Mergers and acquisitions of small banks are on Baldwin’s mind. “Evercore hired banking experts from Goldman in 2024,” he points out. “There’s going to be a wave of M&A in the community banking space over the next year. Just buy anything under a price to tangible book value (PTBV) under 1. The uncorrelated asset class will benefit from simple valuation analysis.”

Despite all that upside, the panelists caution against what they view as potential Q1 pitfalls.

Battista offered these words of warning: “Technological disruptions, particularly in the field of artificial intelligence, have significantly contributed to a growing ‘misinformation gap’ on social media platforms, where the ability to generate highly realistic fake content, like deepfakes, has made it increasingly difficult for users to discern truth from fabricated information, leading to widespread confusion and manipulation of public opinion.”

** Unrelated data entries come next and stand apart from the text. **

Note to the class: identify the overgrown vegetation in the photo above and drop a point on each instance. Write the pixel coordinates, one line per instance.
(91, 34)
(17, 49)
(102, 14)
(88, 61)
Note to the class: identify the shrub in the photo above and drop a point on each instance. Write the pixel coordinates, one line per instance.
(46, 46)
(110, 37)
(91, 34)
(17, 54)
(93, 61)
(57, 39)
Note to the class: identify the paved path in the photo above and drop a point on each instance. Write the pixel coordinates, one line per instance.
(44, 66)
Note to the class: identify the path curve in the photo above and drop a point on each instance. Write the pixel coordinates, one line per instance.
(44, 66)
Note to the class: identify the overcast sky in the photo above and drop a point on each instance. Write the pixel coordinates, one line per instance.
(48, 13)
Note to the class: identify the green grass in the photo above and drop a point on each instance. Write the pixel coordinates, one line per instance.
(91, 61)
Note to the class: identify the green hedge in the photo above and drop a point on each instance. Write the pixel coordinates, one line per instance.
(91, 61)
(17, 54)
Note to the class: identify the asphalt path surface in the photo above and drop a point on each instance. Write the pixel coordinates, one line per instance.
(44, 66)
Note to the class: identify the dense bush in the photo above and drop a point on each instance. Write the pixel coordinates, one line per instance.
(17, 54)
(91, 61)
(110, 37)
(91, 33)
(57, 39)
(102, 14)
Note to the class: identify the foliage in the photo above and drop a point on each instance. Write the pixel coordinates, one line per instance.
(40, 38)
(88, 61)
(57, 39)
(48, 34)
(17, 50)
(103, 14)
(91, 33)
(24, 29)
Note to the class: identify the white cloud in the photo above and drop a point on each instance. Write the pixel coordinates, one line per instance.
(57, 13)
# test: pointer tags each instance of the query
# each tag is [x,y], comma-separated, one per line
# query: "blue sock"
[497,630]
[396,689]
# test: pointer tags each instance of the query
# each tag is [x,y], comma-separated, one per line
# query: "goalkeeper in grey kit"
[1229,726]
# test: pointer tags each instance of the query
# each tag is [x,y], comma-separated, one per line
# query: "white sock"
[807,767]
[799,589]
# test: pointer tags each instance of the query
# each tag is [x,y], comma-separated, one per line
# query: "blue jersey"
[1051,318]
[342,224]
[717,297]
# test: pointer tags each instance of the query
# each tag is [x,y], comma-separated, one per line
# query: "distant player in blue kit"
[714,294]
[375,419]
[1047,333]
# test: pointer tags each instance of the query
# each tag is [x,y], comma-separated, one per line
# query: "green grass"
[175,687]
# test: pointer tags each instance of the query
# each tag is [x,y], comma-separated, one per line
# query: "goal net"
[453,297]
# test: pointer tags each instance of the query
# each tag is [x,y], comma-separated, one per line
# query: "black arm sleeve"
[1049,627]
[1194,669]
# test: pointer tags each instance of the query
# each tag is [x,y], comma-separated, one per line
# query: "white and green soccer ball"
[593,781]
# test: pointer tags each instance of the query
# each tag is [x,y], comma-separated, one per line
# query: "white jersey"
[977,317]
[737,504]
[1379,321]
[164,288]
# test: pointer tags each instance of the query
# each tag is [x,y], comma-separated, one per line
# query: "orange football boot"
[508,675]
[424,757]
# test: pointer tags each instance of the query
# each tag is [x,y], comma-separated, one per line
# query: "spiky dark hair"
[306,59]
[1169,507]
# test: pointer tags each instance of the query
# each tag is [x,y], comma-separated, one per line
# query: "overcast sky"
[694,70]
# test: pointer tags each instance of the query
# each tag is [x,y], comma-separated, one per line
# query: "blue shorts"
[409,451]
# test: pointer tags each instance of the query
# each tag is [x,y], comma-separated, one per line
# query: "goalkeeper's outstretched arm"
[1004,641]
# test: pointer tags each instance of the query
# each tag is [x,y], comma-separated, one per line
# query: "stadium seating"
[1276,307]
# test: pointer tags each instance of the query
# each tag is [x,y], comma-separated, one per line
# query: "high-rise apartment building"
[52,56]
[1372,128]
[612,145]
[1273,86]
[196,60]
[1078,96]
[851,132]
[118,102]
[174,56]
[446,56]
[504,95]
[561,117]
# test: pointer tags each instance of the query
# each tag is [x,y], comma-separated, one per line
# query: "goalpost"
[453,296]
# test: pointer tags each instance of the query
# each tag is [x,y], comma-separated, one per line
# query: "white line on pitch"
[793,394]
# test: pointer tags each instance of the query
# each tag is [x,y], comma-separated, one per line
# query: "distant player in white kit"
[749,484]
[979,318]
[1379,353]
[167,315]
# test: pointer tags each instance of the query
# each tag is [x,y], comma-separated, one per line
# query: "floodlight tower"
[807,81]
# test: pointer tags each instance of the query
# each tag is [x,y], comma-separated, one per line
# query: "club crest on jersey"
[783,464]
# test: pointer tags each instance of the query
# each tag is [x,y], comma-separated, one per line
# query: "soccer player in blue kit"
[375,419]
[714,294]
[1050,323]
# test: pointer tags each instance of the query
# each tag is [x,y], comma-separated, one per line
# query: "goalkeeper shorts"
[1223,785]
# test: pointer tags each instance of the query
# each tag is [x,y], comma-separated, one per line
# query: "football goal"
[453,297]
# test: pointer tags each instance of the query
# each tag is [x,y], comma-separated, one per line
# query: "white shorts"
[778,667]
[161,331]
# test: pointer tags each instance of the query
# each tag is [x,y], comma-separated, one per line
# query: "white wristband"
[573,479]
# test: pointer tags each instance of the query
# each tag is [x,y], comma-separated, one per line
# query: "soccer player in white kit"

Meanwhile, China’s unwillingness to devalue its currency compounds tariff worries, says Baldwin. “The downside for the S&P 500 is comparable to the 2015-2016 crisis, which resulted in the Shanghai Accord,” he suggests. “The devaluation of the yuan and quantitative easing efforts by the Federal Reserve is inevitable in 2025. That’s what will take the market down and then back up like a rocket ship.”

But just paying the bills will prove painful for some companies, Spivak declares. “Rollover of COVID-era corporate loans will finally squeeze U.S. companies and hurt growth at a time when Europe and China are weak, reviving global recession risk,” he says.

Black Swans

All of that said, our second question elicited a wide range of responses. This was what we asked: “What do you predict will be the next surprise, outlier or black swan to shake up financial markets, business, the economy, politics, geopolitics or culture between now and March 31?”

Answers ranged from the unsurprising to the extraordinary.

“The next outlier event may be a short-term uptick in inflation,” says Jablonski.

“Increased and unified pressure from Israel and the United States will cause the fragile Iranian regime to fall,” opines Scaramucci.

“Overthrow of the Iranian government,” agrees Yardeni.

“Trump and Elon will get divorced,” says Sosnoff.

“Confirmed UAP contact,” declares Ratigan, referring to the unidentified anomalous phenomena we used to call UFOs or unidentified flying objects. We suppose they’re no longer considered objects. But call them what one may, communicating with them would be a true outlier.

Ed McKinley is Luckbox editor-in-chief.